E3SM-Project / e3sm-unified

A metapackage for a unified anaconda environment for analyzing results from the Energy Exascale Earth System Model (E3SM).
BSD 3-Clause "New" or "Revised" License
8 stars 8 forks source link

cdscan fails on grib control files #75

Closed tangq closed 4 years ago

tangq commented 4 years ago

cdscan has been used to merge multiple grib control files into a single file. However, it fails with the newer versions in the e3sm_unified. The follow errors appears with e3sm_unified_1.2.6 and 1.3.0.

This is likely an issue with newer cdscan version. An older version from uvcdat 2.4.1 on the other machine works fine.

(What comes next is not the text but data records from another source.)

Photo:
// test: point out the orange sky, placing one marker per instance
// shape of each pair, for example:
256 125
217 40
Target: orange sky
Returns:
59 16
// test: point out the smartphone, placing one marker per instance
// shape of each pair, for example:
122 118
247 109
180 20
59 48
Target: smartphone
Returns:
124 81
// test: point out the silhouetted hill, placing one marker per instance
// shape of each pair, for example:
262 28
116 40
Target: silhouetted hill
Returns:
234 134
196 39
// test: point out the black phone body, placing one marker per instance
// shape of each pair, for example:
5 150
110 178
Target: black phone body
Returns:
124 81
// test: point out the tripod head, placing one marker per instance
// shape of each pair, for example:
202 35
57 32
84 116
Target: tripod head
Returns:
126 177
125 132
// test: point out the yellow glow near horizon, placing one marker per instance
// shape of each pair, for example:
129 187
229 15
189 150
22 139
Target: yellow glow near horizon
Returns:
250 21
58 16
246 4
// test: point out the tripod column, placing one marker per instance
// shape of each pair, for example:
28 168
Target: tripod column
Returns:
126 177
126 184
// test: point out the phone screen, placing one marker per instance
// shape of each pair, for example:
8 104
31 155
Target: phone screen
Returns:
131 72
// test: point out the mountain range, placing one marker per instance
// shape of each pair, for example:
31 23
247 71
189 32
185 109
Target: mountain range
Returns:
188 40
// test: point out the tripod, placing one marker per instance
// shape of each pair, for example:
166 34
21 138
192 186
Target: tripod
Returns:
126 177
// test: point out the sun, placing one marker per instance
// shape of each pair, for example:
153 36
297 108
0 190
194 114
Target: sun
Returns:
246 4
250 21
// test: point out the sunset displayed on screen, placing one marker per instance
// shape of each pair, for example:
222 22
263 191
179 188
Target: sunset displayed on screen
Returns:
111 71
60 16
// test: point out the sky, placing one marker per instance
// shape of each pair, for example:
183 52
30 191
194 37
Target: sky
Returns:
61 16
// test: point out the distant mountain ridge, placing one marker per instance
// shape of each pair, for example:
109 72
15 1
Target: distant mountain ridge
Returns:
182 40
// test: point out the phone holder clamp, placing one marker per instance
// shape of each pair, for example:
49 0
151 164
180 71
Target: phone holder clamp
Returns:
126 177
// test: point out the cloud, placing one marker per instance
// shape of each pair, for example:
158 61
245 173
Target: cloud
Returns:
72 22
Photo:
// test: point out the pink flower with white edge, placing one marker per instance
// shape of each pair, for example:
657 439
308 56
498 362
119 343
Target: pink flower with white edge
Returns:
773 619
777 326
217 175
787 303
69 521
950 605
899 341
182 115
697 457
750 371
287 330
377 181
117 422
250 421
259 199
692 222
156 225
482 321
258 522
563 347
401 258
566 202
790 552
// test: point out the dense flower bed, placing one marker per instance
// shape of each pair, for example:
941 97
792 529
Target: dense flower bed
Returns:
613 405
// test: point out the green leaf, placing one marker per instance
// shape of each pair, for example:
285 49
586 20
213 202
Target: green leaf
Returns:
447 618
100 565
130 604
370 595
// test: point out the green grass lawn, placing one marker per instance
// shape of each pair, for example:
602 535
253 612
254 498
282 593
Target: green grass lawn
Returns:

The files to reproduce this issue is at cori:/global/cscratch1/sd/tang30/ECMWF_Interim/download/2014

[tang30@cori06 2014]$ cdscan -x tst.xml *.ctl Finding common directory ... Common directory: Scanning files ... UVTQPS-20140101_T255.grib.ctl Setting reference time units to Traceback (most recent call last): File "/global/cfs/cdirs/e3sm/software/anaconda_envs/base/envs/e3sm_unified_1.2.6/bin/cdscan", line 1840, in main(sys.argv) File "/global/cfs/cdirs/e3sm/software/anaconda_envs/base/envs/e3sm_unified_1.2.6/bin/cdscan", line 1282, in main timeIsLinear = (referenceTime[0].lower().split() in IndexError: string index out of range

chengzhuzhang commented 4 years ago

@tangq Hi. I think it would be helpful to isolate if this is a cdscan or e3sm_unified problem. I will try test with standalone cdat environment to test if cdscan applies to the particular data.

chengzhuzhang commented 4 years ago

I tested cdscan within different cdms2 versions (3.0.0 and 3.1.4) was able to reproduce @tangq 's error in v3.1.4. Cdscan in v3.0.0 works. I'm directing this issue to CDAT development team.

tangq commented 4 years ago

Thanks @chengzhuzhang for the help. It would be nice if the cdscan fix can be added to the newly released e3sm_unified.

Since the older cdscan works, I assume the fix should be relatively minor and quick.

tangq commented 4 years ago

@chengzhuzhang , did you run the old cdscan on cori? If so, is that possible for me to use the older version? I need to run it for multiple years of data.

chengzhuzhang commented 4 years ago

I tried in one of my old environment for e3sm_diags. I can create the .xmls for you. Just let me know how and where I should create those files.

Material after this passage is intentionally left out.